Champs--->Connecticut


----------



## TRACIELOVESCOMETS (May 14, 2003)

fungila!! said:


> here are my predictions for this year's winners
> 
> MVP--->Lauren Jackson
> Best defender--->Tamika Catchings
> ...



My predictions are different

MVP-Sheryl Swoopes
Defensive Player-Tamika Catchings
Best Coach-John W.
ROY-Tan White or Tamika Johnson
MIP-Ann Wauters

Champs-Monarchs or Sun


----------



## 4ever_bball_fan (Aug 5, 2004)

How can you go with Tan White for ROY? The stats queens of this class are Tameka Johnson and Katie Feenstra. Tan White is good for the highlight reel, and she had some good performances, but she is not responsible for her team being the number two seed in the East.

I think Feenstra deserves serious consideration for the ROY...she came from a no-name program, and put up excellent numbers for the minutes she played. Johnson was a starter and is number two in assists for the year, I think, and that is a great accomplishment. I am wondering if the Mystics not getting into the playoffs will affect Johnson's lock on the ROY.

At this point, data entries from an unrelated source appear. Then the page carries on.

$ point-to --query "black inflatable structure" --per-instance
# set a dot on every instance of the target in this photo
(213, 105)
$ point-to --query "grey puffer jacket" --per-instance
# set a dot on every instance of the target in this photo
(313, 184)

I love my Lauren, but Swoopes is my MVP this year. Coach Whiz in Sacto is the COY. His team has put it together, finally. I hope they are healthy enough to take it all the way this time.

MIP is either Wauters or Janell Burse.

Champs...I am wanting to see Connecticut take the whole thing. They play as a team...they have some players that will stand out from time-to-time, but they win or lose as a team. Whalen for MVP of the Championship...she is that good.

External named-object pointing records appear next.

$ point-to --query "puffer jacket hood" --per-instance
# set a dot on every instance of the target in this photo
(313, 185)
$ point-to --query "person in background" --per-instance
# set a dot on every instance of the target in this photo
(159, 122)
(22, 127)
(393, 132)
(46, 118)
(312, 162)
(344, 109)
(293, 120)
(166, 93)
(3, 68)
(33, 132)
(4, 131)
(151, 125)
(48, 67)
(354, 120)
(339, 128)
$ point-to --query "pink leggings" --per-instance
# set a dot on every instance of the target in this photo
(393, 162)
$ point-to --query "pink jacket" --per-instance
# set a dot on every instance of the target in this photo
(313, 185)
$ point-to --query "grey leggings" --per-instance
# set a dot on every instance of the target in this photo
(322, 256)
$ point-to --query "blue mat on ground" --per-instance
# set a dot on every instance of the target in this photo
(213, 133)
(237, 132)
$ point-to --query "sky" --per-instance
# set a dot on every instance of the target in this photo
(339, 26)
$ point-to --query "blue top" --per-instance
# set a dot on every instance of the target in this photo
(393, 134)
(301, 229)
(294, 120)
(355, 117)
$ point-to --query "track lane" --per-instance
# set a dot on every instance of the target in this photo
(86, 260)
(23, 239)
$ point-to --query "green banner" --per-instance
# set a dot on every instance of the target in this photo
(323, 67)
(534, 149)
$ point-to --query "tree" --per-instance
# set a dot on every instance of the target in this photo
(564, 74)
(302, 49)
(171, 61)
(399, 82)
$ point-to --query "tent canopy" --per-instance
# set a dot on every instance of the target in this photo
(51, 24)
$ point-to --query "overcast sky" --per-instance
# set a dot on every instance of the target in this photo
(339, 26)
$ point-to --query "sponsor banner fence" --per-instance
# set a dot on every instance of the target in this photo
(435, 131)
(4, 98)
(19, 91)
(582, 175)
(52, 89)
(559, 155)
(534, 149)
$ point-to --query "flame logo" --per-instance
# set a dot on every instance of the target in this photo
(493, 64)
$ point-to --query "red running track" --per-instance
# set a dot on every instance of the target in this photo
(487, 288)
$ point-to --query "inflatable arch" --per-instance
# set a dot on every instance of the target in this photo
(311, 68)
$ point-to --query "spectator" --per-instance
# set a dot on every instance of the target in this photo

Having said all that: GO COMETS!!!!!


----------



## CrackerJack (Jul 2, 2005)

is it 6th woman or 6th man just wondering?


----------



## Cometsbiggestfan (May 14, 2003)

CrackerJack said:



> is it 6th woman or 6th man just wondering?


Nope.


MVP- Swoopes
DPOY-Catchings
ROY-Temecka Johnson
COY-JW
MIP-Ann Wauters


Champs: Houston Comets :biggrin:


----------



## TRACIELOVESCOMETS (May 14, 2003)

How can you go with Tan White for ROY? The stats queens of this class are Tameka Johnson and Katie Feenstra. Tan White is good for the highlight reel, and she had some good performances, but she is not responsible for her team being the number two seed in theEast


Just like I said


----------



## 4ever_bball_fan (Aug 5, 2004)

You copy-cat...LOL.

How's school already?


----------



## TRACIELOVESCOMETS (May 14, 2003)

4ever_bball_fan said:


> You copy-cat...LOL.
> 
> How's school already?



It's good. I've seen Coop like 5 times already.


----------



## KoBe & BeN GoRdOn! (Aug 4, 2005)

TRACIELOVESCOMETS said:


> My predictions are different
> 
> MVP-Sheryl Swoopes
> Defensive Player-Tamika Catchings
> ...


i agree


----------